Fin septembre, Darwin tombe malade. La fièvre le cloue au lit, à Valparaiso, jusqu’à la fin du mois suivant. Mais il parvient tout de même à envoyer un lot de spécimens en Angleterre. Une fois remis, il apprend que le capitaine FitzRoy a fait une dépression. La surcharge de travail et la réprobation de l’Amirauté concernant l’Adventure, un bateau de renfort que FitzRoy avait acheté sans en informer ses supérieurs, l’ont épuisé. Il a même ordonné à un de ses lieutenants de le remplacer aux commandes du Beagle, de terminer le relevé des côtes au Sud, de se diriger vers le Cap Horn, puis de rentrer directement en Angleterre! Fort heureusement, le lieutenant refusa. Une décision inverse… et la théorie de la sélection naturelle n’aurait peut-être jamais vu le jour. Finalement, le capitaine se ressaisit et, le 10 novembre, le voilier quitte Valparaiso pour une deuxième visite aux îles Chiloé.

Le 21 novembre, le navire jette l’ancre dans la baie de San Carlos, capitale des Chiloé. Ces îles balayées par la tempête sont couvertes de forêts marécageuses et souvent impénétrables. Quelques jours plus tard, le volcan Osorno se met à cracher des torrents de fumée… Darwin rencontre des habitants très pauvres dont des Indiens convertis au christianisme. Toutefois, il se murmure que ces derniers pratiquent encore quelques étranges cérémonies au cours desquelles ils converseraient avec le diable dans des cavernes… Sur les différentes îles de l’archipel, le jeune naturaliste observe la faune et la flore. Il découvre une sorte de gigantesque rhubarbe sauvage, des lauriers odoriférants, des cèdres rouges, des pins Alerce, des hêtres méridionaux rabougris et un renard apparemment indigène.

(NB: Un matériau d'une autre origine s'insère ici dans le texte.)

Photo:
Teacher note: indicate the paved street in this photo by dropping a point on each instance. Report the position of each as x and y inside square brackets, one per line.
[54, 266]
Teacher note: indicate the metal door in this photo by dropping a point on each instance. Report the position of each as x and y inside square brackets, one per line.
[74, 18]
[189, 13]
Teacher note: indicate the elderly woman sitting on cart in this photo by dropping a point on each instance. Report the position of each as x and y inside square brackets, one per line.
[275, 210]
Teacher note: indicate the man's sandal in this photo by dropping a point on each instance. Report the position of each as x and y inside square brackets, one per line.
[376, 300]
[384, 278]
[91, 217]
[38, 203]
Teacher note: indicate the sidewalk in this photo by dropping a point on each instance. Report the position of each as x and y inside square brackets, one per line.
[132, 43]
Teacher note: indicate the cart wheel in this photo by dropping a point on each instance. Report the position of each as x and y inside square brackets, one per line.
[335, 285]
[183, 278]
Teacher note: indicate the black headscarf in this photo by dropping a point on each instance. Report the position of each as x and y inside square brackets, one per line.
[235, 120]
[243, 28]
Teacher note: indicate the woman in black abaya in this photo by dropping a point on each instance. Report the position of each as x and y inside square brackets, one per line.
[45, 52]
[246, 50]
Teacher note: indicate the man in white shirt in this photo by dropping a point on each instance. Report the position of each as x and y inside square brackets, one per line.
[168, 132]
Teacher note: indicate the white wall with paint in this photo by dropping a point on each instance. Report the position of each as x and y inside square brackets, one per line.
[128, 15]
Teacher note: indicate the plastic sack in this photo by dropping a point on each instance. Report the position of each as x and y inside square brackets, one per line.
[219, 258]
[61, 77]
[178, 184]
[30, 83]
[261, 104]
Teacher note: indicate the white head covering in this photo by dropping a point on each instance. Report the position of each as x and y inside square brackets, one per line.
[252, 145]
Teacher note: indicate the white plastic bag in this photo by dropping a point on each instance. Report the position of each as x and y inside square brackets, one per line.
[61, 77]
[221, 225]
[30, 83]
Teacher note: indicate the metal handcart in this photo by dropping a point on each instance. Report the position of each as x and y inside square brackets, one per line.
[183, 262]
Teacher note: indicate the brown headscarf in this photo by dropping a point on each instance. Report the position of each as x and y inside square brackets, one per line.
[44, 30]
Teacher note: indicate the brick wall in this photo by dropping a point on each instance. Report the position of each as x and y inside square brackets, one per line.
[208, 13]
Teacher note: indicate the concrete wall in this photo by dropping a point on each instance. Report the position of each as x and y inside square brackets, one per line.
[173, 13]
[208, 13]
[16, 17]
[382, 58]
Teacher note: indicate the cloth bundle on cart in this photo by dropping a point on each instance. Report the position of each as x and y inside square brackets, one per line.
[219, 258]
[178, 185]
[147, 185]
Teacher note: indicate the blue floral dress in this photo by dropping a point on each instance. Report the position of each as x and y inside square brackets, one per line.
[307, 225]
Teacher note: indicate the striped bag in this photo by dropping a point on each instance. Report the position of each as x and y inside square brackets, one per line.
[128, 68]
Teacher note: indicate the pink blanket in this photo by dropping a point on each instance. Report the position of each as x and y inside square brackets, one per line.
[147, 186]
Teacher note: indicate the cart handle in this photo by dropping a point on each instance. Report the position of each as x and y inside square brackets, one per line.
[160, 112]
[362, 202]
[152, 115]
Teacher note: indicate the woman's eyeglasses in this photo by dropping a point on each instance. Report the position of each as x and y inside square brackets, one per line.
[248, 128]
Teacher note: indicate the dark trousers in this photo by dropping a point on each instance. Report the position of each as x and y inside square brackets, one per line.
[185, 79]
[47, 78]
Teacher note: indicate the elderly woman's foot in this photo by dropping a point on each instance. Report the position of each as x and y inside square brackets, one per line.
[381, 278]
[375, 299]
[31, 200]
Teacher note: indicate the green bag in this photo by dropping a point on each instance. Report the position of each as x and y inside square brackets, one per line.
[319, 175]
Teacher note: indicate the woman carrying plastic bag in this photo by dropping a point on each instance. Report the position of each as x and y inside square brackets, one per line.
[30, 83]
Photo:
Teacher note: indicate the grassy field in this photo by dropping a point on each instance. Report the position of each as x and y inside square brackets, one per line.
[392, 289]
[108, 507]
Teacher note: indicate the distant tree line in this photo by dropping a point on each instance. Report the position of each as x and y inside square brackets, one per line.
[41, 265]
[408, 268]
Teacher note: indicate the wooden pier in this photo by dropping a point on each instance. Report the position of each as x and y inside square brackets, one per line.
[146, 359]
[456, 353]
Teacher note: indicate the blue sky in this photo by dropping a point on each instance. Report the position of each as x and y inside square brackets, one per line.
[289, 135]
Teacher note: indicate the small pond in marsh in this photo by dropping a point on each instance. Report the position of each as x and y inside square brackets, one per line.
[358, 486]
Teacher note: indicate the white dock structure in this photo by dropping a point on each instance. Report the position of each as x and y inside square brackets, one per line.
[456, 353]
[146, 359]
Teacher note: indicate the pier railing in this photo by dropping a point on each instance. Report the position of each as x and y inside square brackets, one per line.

Vers la mi-décembre, le bateau pénètre dans l’archipel des Chonos, au sud des Chiloé. Lors d’une magnifique randonnée, Darwin tombe sur des traces témoignant du passage d’un homme dans cette contrée pourtant inhabitée… L’explication viendra quelques jours plus tard. En effet, les explorateurs tombent nez à nez avec des matelots qui ont déserté un baleinier américain. Ils errent depuis quinze mois sur la côte sans savoir où ils se trouvent! Leur accueil à bord du Beagle les sauve d’une mort certaine. Le nouvel an 1835 sera marqué, sans surprise, par une énième tempête. Ce temps épouvantable n’empêche pas le courageux naturaliste de multiplier ses observations affûtées: troupeaux de phoques puants, vautours prêts à dévorer leurs cadavres, cygnes à cou noir, cormorans, sternes, goélands, loutres, castors, oiseaux aboyeurs, myriades de pétrels, champs de fuchsias…

Le 18 janvier, le voilier est de retour dans la baie de San Carlos aux Chiloé. Le lendemain, Darwin assiste à l’éruption de l’Osorno! Il apprendra plus tard que plusieurs volcans de cette partie de l’Amérique du Sud sont entrés en éruption le même jour et s’interrogera sur leur possible communication souterraine.
Le 4 février les explorateurs filent vers Valdivia sur la côte chilienne où les attend…un tremblement de terre!